The government announced a zero-tolerance policy towards anti-Semitism, Justice Minister Judit Varga said talking to the Hungarian news agency MTI on Tuesday.
On Tuesday, Mrs Varga attended a commemoration at the invitation of the European Jewish Association organised on the 75th anniversary of the liberation of the Auschwitz-Birkenau concentration camps where as head of the Hungarian delegation she laid a wreath at the wall of victims.
The Justice Minister further spoke at a symposium held in Krakow on Monday which was also attended by former Belgian federal Interior Minister Jan Jambon and former President of the European Parliament Antonio Tajani.
In her speech, the Minister highlighted that the Hungarian government had announced a zero-tolerance policy towards anti-Semitism.
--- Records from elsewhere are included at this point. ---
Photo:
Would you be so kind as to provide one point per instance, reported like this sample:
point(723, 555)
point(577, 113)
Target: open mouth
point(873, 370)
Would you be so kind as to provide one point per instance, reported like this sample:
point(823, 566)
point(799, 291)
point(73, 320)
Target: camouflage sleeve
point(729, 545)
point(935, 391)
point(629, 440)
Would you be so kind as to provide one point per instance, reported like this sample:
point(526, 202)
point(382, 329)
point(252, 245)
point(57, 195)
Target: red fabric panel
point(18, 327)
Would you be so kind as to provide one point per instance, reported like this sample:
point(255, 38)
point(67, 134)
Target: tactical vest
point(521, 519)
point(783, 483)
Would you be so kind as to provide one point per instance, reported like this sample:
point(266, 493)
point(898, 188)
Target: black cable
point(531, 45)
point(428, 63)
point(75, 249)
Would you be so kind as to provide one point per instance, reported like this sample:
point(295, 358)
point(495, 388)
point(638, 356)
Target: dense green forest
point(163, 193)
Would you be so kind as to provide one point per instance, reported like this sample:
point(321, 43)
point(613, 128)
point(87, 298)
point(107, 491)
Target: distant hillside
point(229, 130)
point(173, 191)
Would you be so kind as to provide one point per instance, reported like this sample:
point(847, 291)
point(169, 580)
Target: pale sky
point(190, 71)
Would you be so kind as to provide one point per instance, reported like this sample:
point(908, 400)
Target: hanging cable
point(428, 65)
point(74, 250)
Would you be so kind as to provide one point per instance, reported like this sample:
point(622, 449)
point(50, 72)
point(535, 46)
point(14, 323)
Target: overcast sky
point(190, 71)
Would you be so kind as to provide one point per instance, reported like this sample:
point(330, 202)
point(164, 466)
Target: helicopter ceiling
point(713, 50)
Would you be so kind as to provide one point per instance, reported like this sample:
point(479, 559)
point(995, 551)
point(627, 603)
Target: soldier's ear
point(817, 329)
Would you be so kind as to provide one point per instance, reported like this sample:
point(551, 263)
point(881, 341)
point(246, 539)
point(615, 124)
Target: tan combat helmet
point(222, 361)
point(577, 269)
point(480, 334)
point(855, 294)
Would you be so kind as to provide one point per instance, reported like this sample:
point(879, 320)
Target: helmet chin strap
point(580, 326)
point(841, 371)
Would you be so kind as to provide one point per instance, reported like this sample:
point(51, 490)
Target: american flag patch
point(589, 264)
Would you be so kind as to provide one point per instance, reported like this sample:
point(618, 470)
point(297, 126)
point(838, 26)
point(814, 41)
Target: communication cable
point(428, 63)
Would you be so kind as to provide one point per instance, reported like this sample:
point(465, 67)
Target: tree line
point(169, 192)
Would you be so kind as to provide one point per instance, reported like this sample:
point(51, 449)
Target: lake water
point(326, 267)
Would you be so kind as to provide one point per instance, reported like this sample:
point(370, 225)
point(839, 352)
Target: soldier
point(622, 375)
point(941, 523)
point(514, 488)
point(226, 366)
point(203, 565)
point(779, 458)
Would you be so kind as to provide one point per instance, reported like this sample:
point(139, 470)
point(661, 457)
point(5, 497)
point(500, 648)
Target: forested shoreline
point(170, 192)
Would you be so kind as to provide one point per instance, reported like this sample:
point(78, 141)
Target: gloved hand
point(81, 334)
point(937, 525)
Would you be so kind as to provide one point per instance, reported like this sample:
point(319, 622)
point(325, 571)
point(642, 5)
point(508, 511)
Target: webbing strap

Additionally, she rendered an account of a number of related measures, including that the government incorporated Holocaust denial into the Penal Code as a punishable offence, introduced a memorial day for victims of the Holocaust, and successfully organised the European Maccabi Games.
She said “it is an important result that during its 2015-2016 presidency of the International Holocaust Remembrance Alliance (IHRA) Hungary achieved that the European Union’s new data protection regulation should not restrict access to archive sources related to the Holocaust”.
She added that “In Hungary we respect everyone’s origin and religion”.
Mrs Varga also highlighted that “Europe’s second largest Jewish community lives in Hungary, in peace and in security; in actual fact, in more peace and security than anywhere else in Europe”.